The most common implementation is provided by the SHAP library:

import shap
shap.initjs()
explainer = shap.TreeExplainer(model)
shap_values = explainer.shap_values(X_test)
shap.force_plot(explainer.expected_value[1], shap_values[1][20,:], X_test.iloc[20,:])

We can clearly see the features that contribute the most to the final output for this instance. Note that this is in line with the analysis we performed based on permuting features above.

To get an overview of which features are most important for a model on a global level, we can plot the SHAP values of every feature for every sample. The plot below sorts features by the sum of SHAP value magnitudes over all samples and uses SHAP values to show the distribution of the impacts each feature has on the model output:

shap.summary_plot(shap_values[1], X_test, plot_type='dot')

Shapley values have many appealing properties: they can be used for explanations on an instance and global level, and ensures that the differences between the prediction and average prediction is fairly distributed among the feature values of an instance, and is more robustly underbuilt with a theoretical framework compared to e.g. LIME.

Drawbacks of this technique include being computationally difficult to compute, and the possibility to misunderstand Shapley values.
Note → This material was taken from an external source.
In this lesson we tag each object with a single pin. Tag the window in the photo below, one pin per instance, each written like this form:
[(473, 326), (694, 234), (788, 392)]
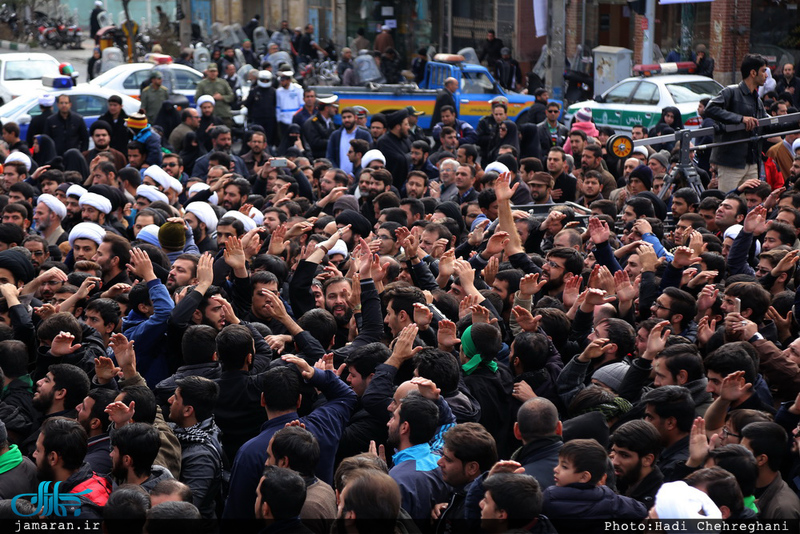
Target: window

The value does not correspond with the difference of the predicted value after removing the feature from the model. (This is quite different from a LIME-based approach where coefficients of a regressor are inspected.) Additionally, Shapley values are based on the complete feature set used to construct the model, which might make it difficult to create explanations that are sparse (see the “LIME” section above.) Additionally, Shapley values do not return an underlying white-box prediction model like LIME does, meaning that it is hard to make statements about changes in the predicted output given (small) changes in the input, though such insights can nevertheless be obtained by the black-box model directly.

Finally, like many other methods above, Shapley values might end up being incorrectly estimated when features are correlated or interact with one another. (The reason for this is because Shapley too permutates on a single feature, given the process above.) It is possible to modify this approach to permute more than one feature, though this is still very much an open question in terms how this influences the analysis and interpretation.

Conclusion

In this article, we have taken a look at some common interpretability checks and tools which should be included in the arsenal of any data scientist. They each come with particular intricacies and should be carefully applied. However, having a good grasp on their workings will enable to bridge the gap between black-box models and understandability, and will help to gain trust from end users. If you want to read up on other interpretability approaches and tools, we definitely recommend this online book by Christoph Molnar.